Fabriquer sans penser à l’environnement ? Inconcevable ! La préoccupation écologique est aujourd’hui partout et le mobilier ne fait pas exception ! Matériaux recyclés et recyclables, production vertueuse, énergie renouvelable, fabrication raisonnée et locale, analyse du cycle de vie, réduction des polluants, valorisation des meubles usagés… les pistes sont nombreuses pour proposer à des consommateurs de plus en plus attentifs du mobilier éco-responsable. Loin d’un simple « coup » marketing, quelques marques de vertu prennent vraiment le parti de l’environnement. Qu’elles y soient venues progressivement ou qu’elles aient été fondées sur ce principe, chacune à sa manière nous incite à repenser notre rapport au mobilier.
Des meubles conçus pour durer
Fabricant de meubles depuis soixante ans, Gautier s’engage pour l’environnement. L’entreprise est l’un des 24 membres fondateurs d’Eco-mobilier, un éco-organisme à but non lucratif de collecte et de recyclage du mobilier usagé. Elle a obtenu en 2006 la norme ISO 14001 pour la protection de l’environnement, elle est certifiée PEFC depuis 2012 et une partie de ses meubles est estampillée « NF Environnement ». Enfin, toute sa production est basée en Vendée, dans ses trois usines. « La question de l’environnement est primordiale, assure David Soulard, son président. Nous menons une politique de responsabilité sociétale des entreprises (RSE) depuis longtemps, que nous formalisons actuellement dans un livre blanc. Il est important d’avoir une action globale et ce dès la conception. Avec notre équipe chargée du design, nous concevons des meubles innovants, fabriqués pour durer et dont nous maîtrisons les composants et l’élaboration. Nous quittons la production de masse pour aller vers le “just in time” (système de gestion des stocks dans lequel les matériaux sont acquis quelques heures seulement avant d’être utilisés pour la fabrication, NDLR). Pour cela, nous misons sur la personnalisation et venons d’ailleurs de lancer un plan d’investissement de plusieurs millions d’euros pour créer un nouvel atelier qui nous le permettra. »

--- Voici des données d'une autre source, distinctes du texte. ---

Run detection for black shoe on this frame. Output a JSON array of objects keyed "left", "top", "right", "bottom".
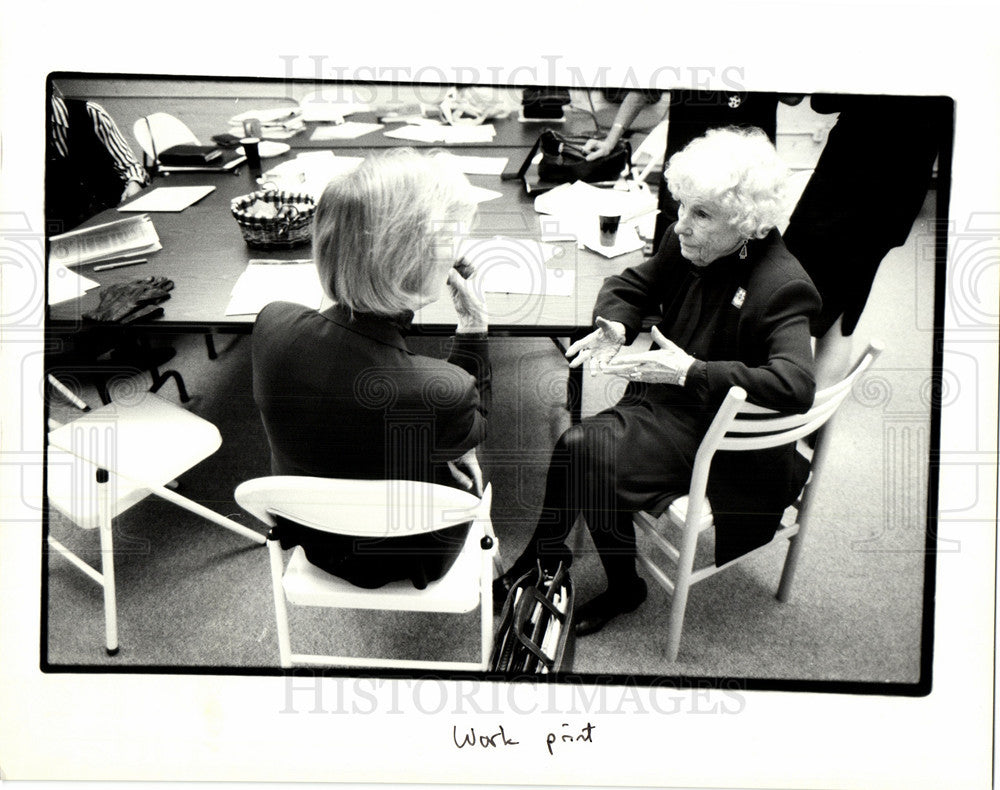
[{"left": 573, "top": 579, "right": 649, "bottom": 636}]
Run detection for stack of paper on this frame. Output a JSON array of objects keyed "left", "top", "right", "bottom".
[
  {"left": 299, "top": 85, "right": 371, "bottom": 123},
  {"left": 260, "top": 151, "right": 364, "bottom": 200},
  {"left": 49, "top": 214, "right": 163, "bottom": 266},
  {"left": 438, "top": 154, "right": 507, "bottom": 176},
  {"left": 229, "top": 106, "right": 306, "bottom": 140},
  {"left": 49, "top": 263, "right": 100, "bottom": 304},
  {"left": 309, "top": 121, "right": 383, "bottom": 142},
  {"left": 458, "top": 236, "right": 576, "bottom": 296},
  {"left": 535, "top": 181, "right": 656, "bottom": 258},
  {"left": 226, "top": 258, "right": 324, "bottom": 315},
  {"left": 118, "top": 185, "right": 215, "bottom": 211}
]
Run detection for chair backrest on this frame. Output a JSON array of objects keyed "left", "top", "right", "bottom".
[
  {"left": 235, "top": 476, "right": 484, "bottom": 537},
  {"left": 688, "top": 340, "right": 883, "bottom": 512},
  {"left": 132, "top": 112, "right": 201, "bottom": 160}
]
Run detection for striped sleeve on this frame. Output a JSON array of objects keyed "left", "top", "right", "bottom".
[{"left": 87, "top": 102, "right": 149, "bottom": 186}]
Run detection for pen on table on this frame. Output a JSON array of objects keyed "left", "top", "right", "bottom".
[
  {"left": 46, "top": 373, "right": 90, "bottom": 411},
  {"left": 622, "top": 208, "right": 660, "bottom": 222},
  {"left": 93, "top": 258, "right": 146, "bottom": 272}
]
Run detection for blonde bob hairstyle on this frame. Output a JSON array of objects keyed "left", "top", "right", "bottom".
[
  {"left": 664, "top": 126, "right": 788, "bottom": 239},
  {"left": 313, "top": 148, "right": 475, "bottom": 316}
]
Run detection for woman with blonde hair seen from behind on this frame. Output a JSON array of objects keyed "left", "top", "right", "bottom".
[
  {"left": 253, "top": 149, "right": 490, "bottom": 586},
  {"left": 495, "top": 128, "right": 820, "bottom": 636}
]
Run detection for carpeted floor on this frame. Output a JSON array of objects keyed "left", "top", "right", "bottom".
[{"left": 41, "top": 198, "right": 933, "bottom": 684}]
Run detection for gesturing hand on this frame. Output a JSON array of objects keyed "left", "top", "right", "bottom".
[
  {"left": 448, "top": 261, "right": 489, "bottom": 333},
  {"left": 604, "top": 326, "right": 694, "bottom": 384},
  {"left": 583, "top": 138, "right": 614, "bottom": 162},
  {"left": 566, "top": 316, "right": 625, "bottom": 376},
  {"left": 448, "top": 447, "right": 483, "bottom": 497}
]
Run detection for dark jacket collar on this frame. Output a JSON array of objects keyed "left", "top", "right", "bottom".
[{"left": 320, "top": 304, "right": 413, "bottom": 352}]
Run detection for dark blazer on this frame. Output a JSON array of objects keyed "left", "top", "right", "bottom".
[
  {"left": 253, "top": 302, "right": 490, "bottom": 482},
  {"left": 594, "top": 228, "right": 820, "bottom": 563},
  {"left": 253, "top": 302, "right": 490, "bottom": 587}
]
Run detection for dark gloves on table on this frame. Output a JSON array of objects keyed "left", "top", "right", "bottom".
[{"left": 83, "top": 276, "right": 174, "bottom": 324}]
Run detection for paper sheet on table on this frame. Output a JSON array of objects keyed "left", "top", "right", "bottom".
[
  {"left": 384, "top": 123, "right": 496, "bottom": 144},
  {"left": 309, "top": 121, "right": 383, "bottom": 142},
  {"left": 49, "top": 214, "right": 163, "bottom": 266},
  {"left": 458, "top": 236, "right": 576, "bottom": 296},
  {"left": 49, "top": 263, "right": 100, "bottom": 305},
  {"left": 299, "top": 90, "right": 371, "bottom": 123},
  {"left": 229, "top": 106, "right": 301, "bottom": 126},
  {"left": 260, "top": 151, "right": 364, "bottom": 200},
  {"left": 438, "top": 154, "right": 507, "bottom": 176},
  {"left": 226, "top": 259, "right": 323, "bottom": 315},
  {"left": 535, "top": 181, "right": 656, "bottom": 222},
  {"left": 467, "top": 184, "right": 503, "bottom": 203},
  {"left": 118, "top": 186, "right": 215, "bottom": 212}
]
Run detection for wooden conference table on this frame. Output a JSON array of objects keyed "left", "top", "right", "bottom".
[{"left": 47, "top": 136, "right": 642, "bottom": 419}]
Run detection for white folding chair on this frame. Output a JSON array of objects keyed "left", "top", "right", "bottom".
[
  {"left": 236, "top": 476, "right": 497, "bottom": 670},
  {"left": 633, "top": 340, "right": 882, "bottom": 661},
  {"left": 46, "top": 393, "right": 265, "bottom": 655},
  {"left": 132, "top": 112, "right": 201, "bottom": 163}
]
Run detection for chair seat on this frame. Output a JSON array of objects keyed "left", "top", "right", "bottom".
[
  {"left": 282, "top": 527, "right": 483, "bottom": 614},
  {"left": 667, "top": 494, "right": 715, "bottom": 532},
  {"left": 46, "top": 394, "right": 222, "bottom": 529}
]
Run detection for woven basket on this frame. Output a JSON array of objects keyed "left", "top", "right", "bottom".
[{"left": 231, "top": 189, "right": 316, "bottom": 250}]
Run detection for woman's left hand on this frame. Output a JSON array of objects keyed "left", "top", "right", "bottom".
[
  {"left": 604, "top": 326, "right": 694, "bottom": 384},
  {"left": 448, "top": 259, "right": 489, "bottom": 333},
  {"left": 448, "top": 447, "right": 483, "bottom": 497}
]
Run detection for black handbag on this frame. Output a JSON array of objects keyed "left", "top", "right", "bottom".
[
  {"left": 490, "top": 563, "right": 573, "bottom": 675},
  {"left": 504, "top": 129, "right": 632, "bottom": 194}
]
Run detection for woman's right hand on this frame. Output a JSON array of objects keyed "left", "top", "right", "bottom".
[
  {"left": 448, "top": 260, "right": 489, "bottom": 334},
  {"left": 566, "top": 316, "right": 625, "bottom": 376},
  {"left": 583, "top": 137, "right": 615, "bottom": 162}
]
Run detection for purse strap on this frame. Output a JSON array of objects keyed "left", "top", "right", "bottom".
[{"left": 500, "top": 129, "right": 550, "bottom": 195}]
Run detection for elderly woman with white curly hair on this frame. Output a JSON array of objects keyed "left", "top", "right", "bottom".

Alki, local et éco-responsable avant l’heure
D’autres ont aussi fait le choix du bois et du local, à l’exemple de Drugeot Manufacture (en Anjou bleu) ou de la jeune marque de vertu Slean et de son bureau malin (qui source en Normandie, Vendée, les Deux-Sèvres et les Vosges). Au Pays basque, Alki a opté pour un ancrage local couplé à une production raisonnée. « Depuis sa création en 1981 sous forme de coopérative, l’entreprise a toujours défendu l’emploi local, un projet à la fois social et culturel, rappelle Eñaut Jolimon, responsable de la production. Pourtant, l’aspect environnemental n’était pas prévu à l’origine, mais il est finalement au cœur de notre démarche puisque nous produisons tout localement, avec un réseau de partenaires situés à 80 % à moins de 100 km de notre atelier de fabrication. Le chêne, notre principale matière première, est labellisé PEFC ou FSC et fourni par un partenaire qui s’approvisionne en France, en Italie et en Belgique. » Un choix qui permet à Alki de limiter son impact environnemental : les carrelets de bois sont livrés dans une dimension la plus proche possible du produit fini, pour limiter les déchets et rebuts, lesquels sont valorisés dans le chauffage de l’atelier. Quant aux copeaux (non traités), ils sont récupérés par un agriculteur du voisinage.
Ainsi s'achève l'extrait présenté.